André Breton, the leader of the movement, even praised Salvador Dalí, whom he considered endowed with enormous talent, and in his book Qu’est-ce que le surréalisme (published the same year as Dalí’s expulsion from the group), affirms that the paranoid-critical method is an “instrument of the first order.” It is curious, then, that despite such fascination, the divergences ended up weighing more, with the result that we all know.
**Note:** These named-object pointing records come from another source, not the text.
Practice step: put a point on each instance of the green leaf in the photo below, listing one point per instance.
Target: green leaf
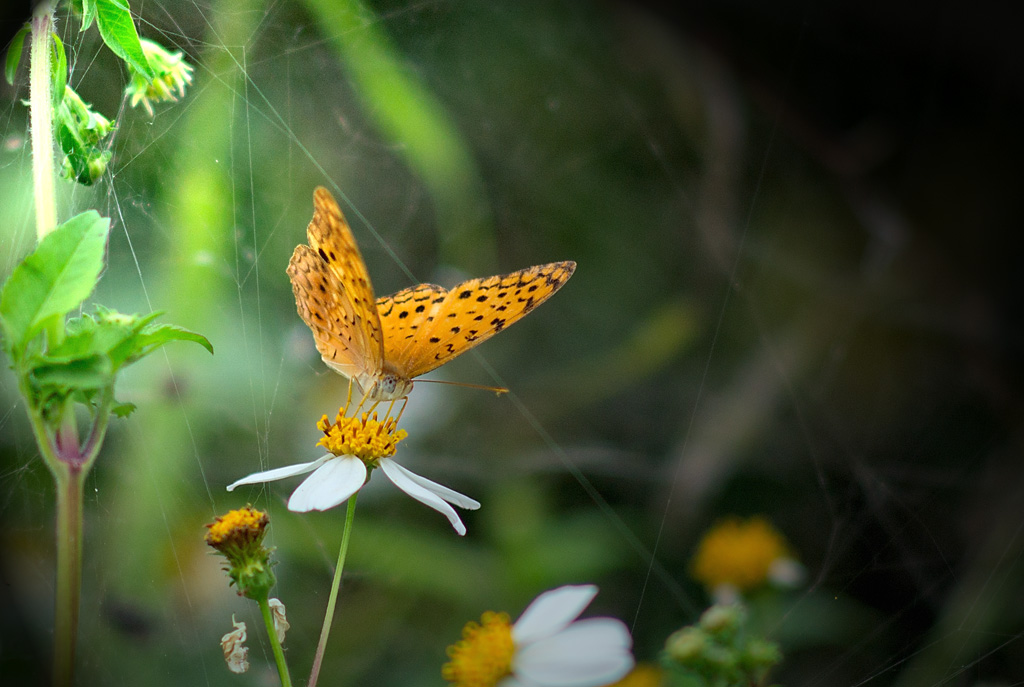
(88, 13)
(91, 335)
(54, 278)
(82, 374)
(122, 410)
(155, 336)
(118, 30)
(58, 69)
(14, 52)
The other paranoid-critical methods
Yes, Dalí was the greatest exponent of this method and took advantage of it in all its expression, but we have already said that it was not an original method. For centuries, the history of art has made use of the erroneous interpretation of reality to create powerful and engaging images. Without going any further, the famous Renaissance trompe-l’oeils (whose name is already sufficiently explicit, trompe-l’oeil, “trap to the eye”) do not stop using, in a certain way, the Dalinian paranoid-critical method.
On the other hand, there are artists who have gained their fame through “playing with the brain.” Giuseppe Arcimboldo (1526-93), for example, created his famous portraits with fruits with this intention. His work Fruit Basket, executed around 1590, is a still life if we look at it from the right; but if we turn the canvas, a human face suddenly appears. A little more recently, artists such as Charles Allen Gilbert (1873-1929) left us his own contribution to the method with his work Everything is Vanity, quite reproduced, where a girl appears looking in a mirror that, carefully observed, turns into a skull. . But Dalí himself was aware of all this when he projected a work about the surrealists before the surrealists that, unfortunately, never saw the light of day.